Baton Rouge Protests the Death of George Floyd

An LSU Professor wears an "LSU Prof. for Justice" sign on Sunday, May 31, 2020 during the protest of the death of George Floyd in Downtown Baton Rouge.

"History shows us that democracy and progress actually happens when people protest, and the voice of those protesters, the voice of those that said 'this is not the America that I believe in and want,'" Andes said. "We have to make it a better union. I'm here to support black life to support those who feel afraid in Baton Rouge around the country; I'm here to support and be an ally." 

Upon arriving to the capitol building, Hawkins, Spears and Temple took to the steps, had a moment of silence for victims of police brutality and spoke to hundreds of protesters.
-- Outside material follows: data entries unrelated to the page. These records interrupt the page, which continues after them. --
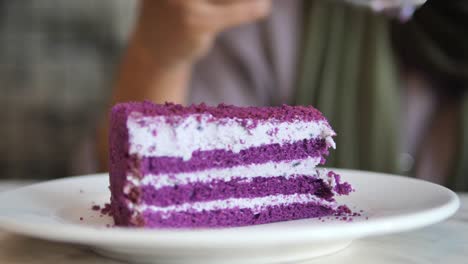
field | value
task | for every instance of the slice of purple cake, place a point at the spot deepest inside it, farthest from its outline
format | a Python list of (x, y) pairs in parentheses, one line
[(201, 166)]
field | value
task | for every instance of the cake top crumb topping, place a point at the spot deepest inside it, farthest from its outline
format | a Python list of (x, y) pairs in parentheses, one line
[(281, 113)]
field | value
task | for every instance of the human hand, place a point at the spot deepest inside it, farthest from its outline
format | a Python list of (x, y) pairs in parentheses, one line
[(173, 32)]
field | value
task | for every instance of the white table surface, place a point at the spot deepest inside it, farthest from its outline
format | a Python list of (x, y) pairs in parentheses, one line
[(445, 242)]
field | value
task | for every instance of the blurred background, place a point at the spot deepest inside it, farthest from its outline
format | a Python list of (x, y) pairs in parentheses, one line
[(57, 65), (399, 76)]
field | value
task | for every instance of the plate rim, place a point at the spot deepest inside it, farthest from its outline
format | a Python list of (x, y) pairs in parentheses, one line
[(81, 234)]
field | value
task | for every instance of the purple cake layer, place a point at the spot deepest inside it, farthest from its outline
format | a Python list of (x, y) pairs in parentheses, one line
[(280, 113), (232, 217), (118, 164), (235, 188), (202, 160)]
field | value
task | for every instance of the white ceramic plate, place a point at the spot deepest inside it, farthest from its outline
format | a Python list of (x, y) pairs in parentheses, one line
[(52, 211)]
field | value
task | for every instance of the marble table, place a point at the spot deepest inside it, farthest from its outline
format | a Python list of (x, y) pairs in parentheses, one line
[(445, 242)]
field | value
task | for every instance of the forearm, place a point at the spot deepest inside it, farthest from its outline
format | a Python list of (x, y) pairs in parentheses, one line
[(141, 77)]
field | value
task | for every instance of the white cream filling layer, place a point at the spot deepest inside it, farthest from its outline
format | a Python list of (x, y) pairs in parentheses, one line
[(154, 136), (256, 204), (247, 173)]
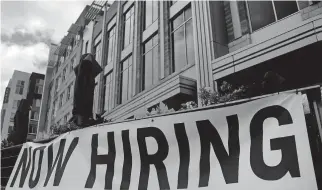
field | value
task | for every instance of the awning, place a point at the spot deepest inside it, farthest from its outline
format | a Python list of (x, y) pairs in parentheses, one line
[(74, 29), (66, 40), (60, 50), (95, 8)]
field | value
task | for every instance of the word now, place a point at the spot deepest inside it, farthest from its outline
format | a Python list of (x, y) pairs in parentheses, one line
[(210, 140)]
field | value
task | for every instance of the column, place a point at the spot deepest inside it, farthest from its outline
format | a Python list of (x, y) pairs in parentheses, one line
[(100, 84), (137, 53), (202, 44)]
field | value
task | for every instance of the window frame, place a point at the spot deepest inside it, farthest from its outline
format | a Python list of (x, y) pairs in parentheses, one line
[(110, 38), (275, 14), (144, 53), (109, 105), (121, 71), (124, 19), (20, 87), (145, 26), (173, 30)]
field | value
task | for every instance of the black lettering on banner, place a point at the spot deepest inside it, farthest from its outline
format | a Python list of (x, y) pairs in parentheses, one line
[(33, 183), (61, 165), (108, 159), (24, 169), (127, 165), (155, 159), (229, 162), (184, 152), (287, 145)]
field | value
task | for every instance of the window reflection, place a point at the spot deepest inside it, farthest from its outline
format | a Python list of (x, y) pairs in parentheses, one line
[(111, 45), (151, 12), (151, 62), (262, 12), (125, 80), (285, 8), (108, 101), (182, 40), (128, 27)]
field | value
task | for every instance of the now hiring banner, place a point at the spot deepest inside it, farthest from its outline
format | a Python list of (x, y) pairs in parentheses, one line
[(261, 144)]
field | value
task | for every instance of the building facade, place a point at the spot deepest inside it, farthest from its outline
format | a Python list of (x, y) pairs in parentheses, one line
[(16, 90), (22, 85), (34, 98), (156, 52)]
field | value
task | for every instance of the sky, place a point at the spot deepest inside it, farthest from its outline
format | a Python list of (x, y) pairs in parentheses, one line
[(27, 29)]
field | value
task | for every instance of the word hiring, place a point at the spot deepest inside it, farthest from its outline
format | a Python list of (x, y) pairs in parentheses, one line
[(209, 140)]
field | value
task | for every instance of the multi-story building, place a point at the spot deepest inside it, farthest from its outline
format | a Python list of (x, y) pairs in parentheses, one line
[(16, 90), (34, 98), (22, 85), (165, 51), (57, 100)]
"I am proud of who I am, not only because of my lineage or the color of my skin, but for waking up every morning knowing I will not let society tear me down and make me another statistic," Hawkins read a poem he wrote. "I will not let society paint me out into something I am not."

Spears spoke, holding back tears as she said, "On May 25, 2020, a man was murdered in broad daylight, by somebody who claimed to protect and serve his community. His name was George Floyd, and we cannot let his name be forgotten." She then asked the attendees to raise their fists in solidarity.

Baton Rouge Protests the Death of George Floyd

Protesters hold up their signs as they march peacefully to the State Capitol on Sunday, May 31, 2020 during the protest of the death of George Floyd in Downtown Baton Rouge.

The organizers then made a list of demands including: all officers involved in the murder of George Floyd be indited and prosecuted to the fullest extent of the law, all elected officials seeking office join them in a town hall to discuss their black agenda for the community, additional and dedicated funding be given to community centers and organizations to disenfranchised communities, Juneteenth be recognized as a state holiday, immediate action and reform be improved of the East Baton Rouge Parish prison, and more. 

The students also promoted their website which includes the list of their demands and lists of black-owned businesses patrons can support. They also brought attention to the need for people to register to vote, and for more information on how to register to vote in Louisiana, click here

By the end of the protests, attendees continued to chant as they walked back to their vehicles as East Baton Rouge Parish Police Department monitored.

"[The protest] is for a good cause. Everybody has a right to voice their opinion, and it was peaceful. That's how it's supposed to be," Cpl. T. Hall of EBRPD said. "My hat is tipped off to everybody that's out here for this matter."